La questione che si pone è quindi: può il welfare, inteso come complesso organologico di azioni di comunità e dispositivi pubblici di sostegno sociale e supporto ai legami, agire come pharmakon contro la proletarizzazione dei saperi di comunità? In altri termini, si può immaginare che ciò che chiameremo “welfare state” nella società che viene costituisca un dispositivo complesso per la ri-attivazione del desiderio individuale e comunitario di socialità e benessere, prima ancora che un meccanismo tecnico di redistribuzione di risorse e prevenzione di rischi materiali?  Alla radice dei saperi di comunità sta, a ben vedere, la questione fondamentale dell’articolazione del rapporto tra “io” e “noi” e delle forme sociali e organizzative che può assumere; in questo senso appare evidente che il welfare non rappresenta tanto un paradigma tecnico per il fronteggiamento di bisogni, quanto un paradigma politico che inerisce alla visione dell’uomo e della comunità che si intende assumere e sviluppare. Nulla vieta di pensare a un welfare più efficiente e tecnologico, anche basato su piattaforme e altri supplementi tecnologici; esso tuttavia potrà divenire farmaco efficace contro l’ultima disgregazione solo se, mediante i suoi funzionamenti, sarà in grado di aprire nuovi spazi di libertà “incalcolabile” per le persone, attivare il loro desiderio e la loro protensione verso qualcosa di più e di meglio di una mera soddisfazione materiale, “mettere al lavoro” il legame comunitario come soggetto attivo per la produzione di benessere personale e associato, favorire nuove modalità di transindividuazione nelle quali la relazione tra mittente e destinatario di ciascun servizio si trans-formi in una relazione di reciproca cura.

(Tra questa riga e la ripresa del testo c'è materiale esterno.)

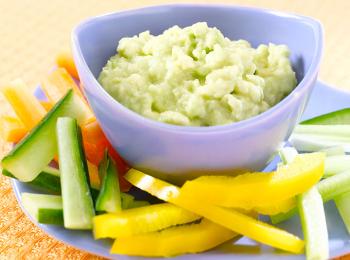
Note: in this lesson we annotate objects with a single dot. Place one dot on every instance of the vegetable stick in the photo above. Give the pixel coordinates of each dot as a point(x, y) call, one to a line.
point(12, 129)
point(141, 220)
point(313, 222)
point(231, 219)
point(65, 60)
point(24, 103)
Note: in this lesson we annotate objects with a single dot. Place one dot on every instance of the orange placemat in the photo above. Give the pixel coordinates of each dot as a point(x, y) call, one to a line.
point(32, 32)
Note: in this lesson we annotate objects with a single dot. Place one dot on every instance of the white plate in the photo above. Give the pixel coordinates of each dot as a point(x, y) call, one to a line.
point(323, 99)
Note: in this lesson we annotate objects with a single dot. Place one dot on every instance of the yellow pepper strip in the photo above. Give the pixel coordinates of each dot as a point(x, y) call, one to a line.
point(47, 105)
point(12, 129)
point(231, 219)
point(254, 190)
point(94, 178)
point(190, 238)
point(65, 60)
point(140, 220)
point(56, 85)
point(24, 103)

È una sfida che, a ben vedere, non solo è politica, ma è al cuore della politica, ed è questa la ragione per la quale la questione del welfare generativo dovrebbe essere considerata la fondamentale per ogni politica che voglia promuovere davvero ripresa e resilienza senza consegnare il futuro dell’umanità alle macchine.

[1] Stiegler, B., Anamnesi e Ipomnesi, Platone primo pensatore del proletariato, in Stiegler B., Platone Digitale, per una filosofia della rete, Mimesis, Milano, 2015, pp. 37-39.